Objective. The purposes of this study were to examine the time-related changes in pH, oxidation-reduction potential, and concentration of chlorine of electrolyzed neutral water and to evaluate the bactericidal effect of electrolyzed neutral water against bacteria from infected root canals. Study Design. Various properties of electrolyzed neutral water pH value, oxidation-reduction potential, and concentration of chlorine were measured at different times after storage of the water in the open state, the closed state, or the closed-and-dark state. The bactericidal effect of the various electrolyzed neutral water samples was then tested against 17 strains of bacteria, including 15 strains isolated from infected canals, as well as against 1 strain of fungus. Each bacterial or fungal suspension was mixed with electrolyzed neutral water, and the 2 substances were reacted together for 1 minute. After incubation for 1 to 7 days, the bactericidal effect of the electrolyzed neutral water was determined.
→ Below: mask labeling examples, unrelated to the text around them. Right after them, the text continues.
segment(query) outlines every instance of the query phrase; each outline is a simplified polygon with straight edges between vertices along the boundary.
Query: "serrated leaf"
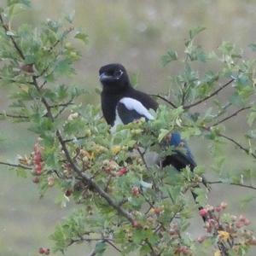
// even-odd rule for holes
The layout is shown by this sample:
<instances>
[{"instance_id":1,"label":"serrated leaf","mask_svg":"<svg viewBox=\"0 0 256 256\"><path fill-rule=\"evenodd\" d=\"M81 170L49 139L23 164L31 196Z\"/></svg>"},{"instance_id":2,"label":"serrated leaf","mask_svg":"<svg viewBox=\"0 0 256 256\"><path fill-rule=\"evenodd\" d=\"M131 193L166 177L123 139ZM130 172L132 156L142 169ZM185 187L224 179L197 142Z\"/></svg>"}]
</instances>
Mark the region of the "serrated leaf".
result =
<instances>
[{"instance_id":1,"label":"serrated leaf","mask_svg":"<svg viewBox=\"0 0 256 256\"><path fill-rule=\"evenodd\" d=\"M167 54L161 57L162 65L166 67L168 63L177 60L177 54L176 51L170 49Z\"/></svg>"},{"instance_id":2,"label":"serrated leaf","mask_svg":"<svg viewBox=\"0 0 256 256\"><path fill-rule=\"evenodd\" d=\"M88 35L86 35L84 32L77 32L74 38L77 39L82 40L85 44L87 44L87 43L88 43Z\"/></svg>"},{"instance_id":3,"label":"serrated leaf","mask_svg":"<svg viewBox=\"0 0 256 256\"><path fill-rule=\"evenodd\" d=\"M189 38L190 39L193 39L195 36L197 36L200 32L204 31L206 27L203 26L197 26L195 28L193 28L189 30Z\"/></svg>"},{"instance_id":4,"label":"serrated leaf","mask_svg":"<svg viewBox=\"0 0 256 256\"><path fill-rule=\"evenodd\" d=\"M166 130L166 129L160 129L160 132L158 136L158 141L159 143L160 143L163 138L168 134L170 133L170 131L169 130Z\"/></svg>"}]
</instances>

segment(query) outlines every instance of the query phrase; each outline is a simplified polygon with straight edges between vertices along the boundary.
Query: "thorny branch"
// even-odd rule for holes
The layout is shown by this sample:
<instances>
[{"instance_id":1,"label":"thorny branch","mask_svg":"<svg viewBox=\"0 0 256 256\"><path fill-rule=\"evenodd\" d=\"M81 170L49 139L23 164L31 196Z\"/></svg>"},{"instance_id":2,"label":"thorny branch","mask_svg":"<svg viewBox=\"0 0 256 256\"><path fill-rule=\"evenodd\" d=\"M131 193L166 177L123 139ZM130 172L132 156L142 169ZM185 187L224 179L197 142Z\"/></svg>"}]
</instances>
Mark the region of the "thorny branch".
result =
<instances>
[{"instance_id":1,"label":"thorny branch","mask_svg":"<svg viewBox=\"0 0 256 256\"><path fill-rule=\"evenodd\" d=\"M4 25L3 23L3 20L2 15L0 15L0 21L2 22L2 26L4 28L4 30L6 32L8 32L8 27ZM17 43L15 42L15 38L10 36L10 38L13 42L13 44L15 48L15 49L17 50L18 54L20 55L20 57L24 60L25 59L25 55L22 53L21 49L20 49L20 47L18 46ZM43 75L43 74L42 74ZM47 111L47 117L51 120L51 121L55 121L55 118L51 113L51 108L50 105L48 103L47 100L45 99L45 97L43 96L42 94L42 90L40 86L38 85L38 79L39 77L33 75L32 76L32 85L36 88L36 90L38 90L38 92L39 93L39 95L41 95L41 102L44 105L46 111ZM62 136L61 134L61 131L59 130L56 131L56 137L57 139L62 148L62 150L66 155L66 158L67 160L67 161L70 163L70 166L72 167L72 169L73 170L73 172L75 173L77 173L79 175L79 177L80 177L83 180L83 183L86 185L90 185L91 188L93 188L93 189L99 194L100 196L102 196L102 198L104 198L108 203L112 206L121 216L125 217L129 222L131 222L131 224L134 223L133 218L132 216L130 214L130 212L128 212L127 211L125 211L124 208L122 208L117 202L115 202L111 197L110 195L106 193L92 178L90 178L89 176L87 176L85 173L82 172L82 171L76 166L76 164L73 162L69 151L67 148L65 140L62 138Z\"/></svg>"},{"instance_id":2,"label":"thorny branch","mask_svg":"<svg viewBox=\"0 0 256 256\"><path fill-rule=\"evenodd\" d=\"M229 84L230 84L231 83L234 82L234 79L230 79L230 81L228 81L227 83L225 83L224 84L223 84L222 86L220 86L218 90L216 90L215 91L213 91L212 94L210 94L209 96L207 96L207 97L199 100L198 102L195 102L190 105L187 105L187 106L183 106L184 109L189 109L192 107L195 107L196 105L199 105L206 101L207 101L208 99L212 98L212 96L214 96L215 95L217 95L219 91L221 91L222 90L224 90L225 87L227 87Z\"/></svg>"}]
</instances>

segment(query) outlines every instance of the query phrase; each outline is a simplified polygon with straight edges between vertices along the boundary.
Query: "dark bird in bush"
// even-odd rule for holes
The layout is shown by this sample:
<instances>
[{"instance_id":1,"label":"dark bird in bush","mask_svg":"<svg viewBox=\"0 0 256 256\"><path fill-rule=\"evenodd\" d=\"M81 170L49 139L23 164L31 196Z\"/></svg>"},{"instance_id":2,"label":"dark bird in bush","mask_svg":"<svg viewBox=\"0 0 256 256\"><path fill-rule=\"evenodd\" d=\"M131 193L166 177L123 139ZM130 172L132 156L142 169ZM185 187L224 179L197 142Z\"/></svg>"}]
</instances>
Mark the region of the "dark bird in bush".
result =
<instances>
[{"instance_id":1,"label":"dark bird in bush","mask_svg":"<svg viewBox=\"0 0 256 256\"><path fill-rule=\"evenodd\" d=\"M148 94L131 86L127 72L122 65L114 63L103 66L100 68L99 75L103 87L101 95L102 109L113 131L119 124L126 125L140 118L145 118L146 120L154 119L148 110L152 108L155 111L158 103ZM170 137L169 143L174 148L174 152L163 160L162 166L172 165L178 171L189 166L193 171L196 163L187 143L182 139L178 131L172 132ZM175 149L181 145L184 151ZM205 183L204 178L203 183ZM196 195L192 194L195 199Z\"/></svg>"}]
</instances>

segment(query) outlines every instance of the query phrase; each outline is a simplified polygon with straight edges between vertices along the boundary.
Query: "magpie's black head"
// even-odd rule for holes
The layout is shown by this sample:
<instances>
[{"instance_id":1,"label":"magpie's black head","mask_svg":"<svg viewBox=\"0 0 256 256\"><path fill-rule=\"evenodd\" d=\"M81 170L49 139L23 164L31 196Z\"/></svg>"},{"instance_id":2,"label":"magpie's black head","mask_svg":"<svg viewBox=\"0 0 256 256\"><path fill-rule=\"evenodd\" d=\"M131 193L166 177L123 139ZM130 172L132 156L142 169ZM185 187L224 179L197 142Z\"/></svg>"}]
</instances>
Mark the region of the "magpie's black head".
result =
<instances>
[{"instance_id":1,"label":"magpie's black head","mask_svg":"<svg viewBox=\"0 0 256 256\"><path fill-rule=\"evenodd\" d=\"M99 71L100 81L103 90L108 91L122 91L130 86L130 80L125 68L121 64L108 64Z\"/></svg>"}]
</instances>

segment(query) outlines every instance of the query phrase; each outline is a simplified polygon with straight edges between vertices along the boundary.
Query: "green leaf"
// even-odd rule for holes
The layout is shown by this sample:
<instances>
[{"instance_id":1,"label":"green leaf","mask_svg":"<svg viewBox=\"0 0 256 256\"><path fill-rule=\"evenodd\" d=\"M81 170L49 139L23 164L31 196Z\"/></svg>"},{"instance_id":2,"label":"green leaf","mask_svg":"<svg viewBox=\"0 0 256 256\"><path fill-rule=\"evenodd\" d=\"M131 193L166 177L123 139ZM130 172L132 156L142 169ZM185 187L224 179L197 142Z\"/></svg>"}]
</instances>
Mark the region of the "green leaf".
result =
<instances>
[{"instance_id":1,"label":"green leaf","mask_svg":"<svg viewBox=\"0 0 256 256\"><path fill-rule=\"evenodd\" d=\"M82 40L85 44L88 43L88 35L84 32L77 32L74 38Z\"/></svg>"},{"instance_id":2,"label":"green leaf","mask_svg":"<svg viewBox=\"0 0 256 256\"><path fill-rule=\"evenodd\" d=\"M252 111L250 112L247 118L247 123L249 126L252 127L255 121L256 121L256 111Z\"/></svg>"},{"instance_id":3,"label":"green leaf","mask_svg":"<svg viewBox=\"0 0 256 256\"><path fill-rule=\"evenodd\" d=\"M69 15L65 16L65 19L69 22L69 23L73 23L73 19L75 16L75 10L73 10L72 13L70 13Z\"/></svg>"},{"instance_id":4,"label":"green leaf","mask_svg":"<svg viewBox=\"0 0 256 256\"><path fill-rule=\"evenodd\" d=\"M168 63L172 61L177 60L177 54L176 51L170 49L167 51L167 54L161 57L162 65L166 67Z\"/></svg>"},{"instance_id":5,"label":"green leaf","mask_svg":"<svg viewBox=\"0 0 256 256\"><path fill-rule=\"evenodd\" d=\"M189 30L189 38L190 38L190 39L191 40L194 39L194 38L195 36L197 36L200 32L201 32L205 29L206 29L206 27L197 26L195 28L193 28L193 29Z\"/></svg>"},{"instance_id":6,"label":"green leaf","mask_svg":"<svg viewBox=\"0 0 256 256\"><path fill-rule=\"evenodd\" d=\"M248 45L253 51L256 51L256 44L251 44Z\"/></svg>"},{"instance_id":7,"label":"green leaf","mask_svg":"<svg viewBox=\"0 0 256 256\"><path fill-rule=\"evenodd\" d=\"M169 130L166 130L166 129L160 129L160 132L158 136L158 141L159 143L160 143L163 138L168 134L170 133L170 131Z\"/></svg>"}]
</instances>

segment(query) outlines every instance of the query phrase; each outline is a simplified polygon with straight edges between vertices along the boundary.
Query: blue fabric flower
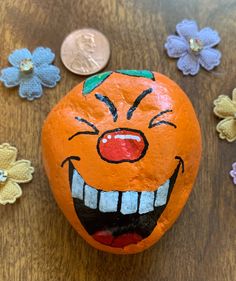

Results. The pH value and oxidation-reduction potential of electrolyzed neutral water remained almost unchanged when the water was stored in a dark, closed container. However, the concentration of chlorine decreased from 18.4 ppm to 10.6 ppm. Electrolyzed neutral water showed a bactericidal or growth-inhibitory effect against the bacteria. Conclusions. The results indicate that electrolyzed neutral water maintains a constant pH and oxidation-reduction potential when kept in a closed container without light and that it exhibits a bacteriostatic/bactericidal action against isolates obtained from infected root canals.